Freiwillig? Es reicht!
Ihr redet von Opfern, sagt man uns, den Kritikerinnen. Ja, wer weiß denn, ob diese Frauen überhaupt Opfer sind? Beziehungsweise ob sie nicht gerne Opfer sind! Ein praktisches Argument. Praktisch für die Täter. Denn wo keine Opfer sind, sind auch keine Täter.
Das Argument kommt von Frauen, klar. Das erledigen wir schon untereinander. Viele Frauen allerdings sind es nicht, alles in allem ein knappes Dutzend. Das genügt dem Medienbetrieb in Deutschland. Seit ein paar Wochen lesen, hören, sehen wir die immergleichen drei bis vier "freiwilligen Prostituierten" auf allen Kanälen. Sie haben wunderbare Namen.

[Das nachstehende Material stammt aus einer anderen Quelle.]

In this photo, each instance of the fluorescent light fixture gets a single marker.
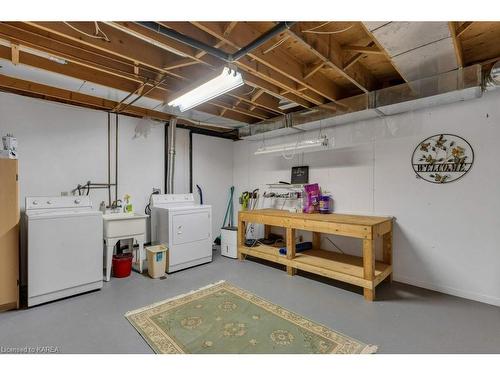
(308, 145)
(228, 80)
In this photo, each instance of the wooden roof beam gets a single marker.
(460, 29)
(82, 74)
(381, 48)
(456, 44)
(121, 44)
(313, 69)
(252, 77)
(354, 59)
(330, 53)
(289, 70)
(53, 93)
(14, 53)
(366, 50)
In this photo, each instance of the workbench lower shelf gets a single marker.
(364, 271)
(342, 267)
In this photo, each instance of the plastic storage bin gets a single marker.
(157, 260)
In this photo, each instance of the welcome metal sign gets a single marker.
(442, 158)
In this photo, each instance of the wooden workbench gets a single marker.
(363, 271)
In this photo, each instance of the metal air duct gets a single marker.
(172, 129)
(445, 88)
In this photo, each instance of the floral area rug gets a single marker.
(221, 318)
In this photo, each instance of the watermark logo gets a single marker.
(38, 349)
(442, 158)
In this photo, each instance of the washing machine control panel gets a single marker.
(171, 199)
(57, 202)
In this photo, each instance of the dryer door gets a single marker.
(190, 226)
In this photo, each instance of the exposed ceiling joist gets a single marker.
(456, 44)
(331, 56)
(368, 50)
(279, 63)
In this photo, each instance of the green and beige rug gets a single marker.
(221, 318)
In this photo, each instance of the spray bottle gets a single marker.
(127, 206)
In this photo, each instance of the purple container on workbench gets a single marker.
(325, 204)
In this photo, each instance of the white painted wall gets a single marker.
(213, 171)
(61, 146)
(445, 235)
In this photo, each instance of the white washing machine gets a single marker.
(64, 247)
(185, 227)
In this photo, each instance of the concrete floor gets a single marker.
(404, 319)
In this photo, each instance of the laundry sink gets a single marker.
(123, 224)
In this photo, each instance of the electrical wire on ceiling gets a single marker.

Namen wie Felicitas Schirow, Amber Laine oder Undine de Riviere. Und sie sind glücklich darüber, dass sie mit der Ausübung ihres "selbstbestimmten Berufes" Männer glücklich machen dürfen.
Doch wer sind diese Frauen eigentlich? Die eine zum Beispiel ist eine Bordellbetreiberin in Berlin, die zweite eine Bordellbetreiberin in Wuppertal, beide lassen andere, jüngere und meist ausländische Frauen für sich anschaffen. Die dritte ist als gutverdienende Domina tätig auf der Reeperbahn. Da, wo sich vor zwanzig Jahren nach jahrzehntelangem Anschaffen die berühmte Domina Domenica als Streetworkerin engagierte, um "die Mädchen von der Straße runterzuholen". Undine ist nebenberufliche "Pressesprecherin": vom "Berufsverband erotische und sexuelle Dienstleistungen". Dieser Verband wurde vor wenigen Wochen gegründet, und hat knapp hundert Mitglieder, von denen etliche deklarierte sowie kaschierte Bordellbetreiber und Bordellbetreiberinnen sind.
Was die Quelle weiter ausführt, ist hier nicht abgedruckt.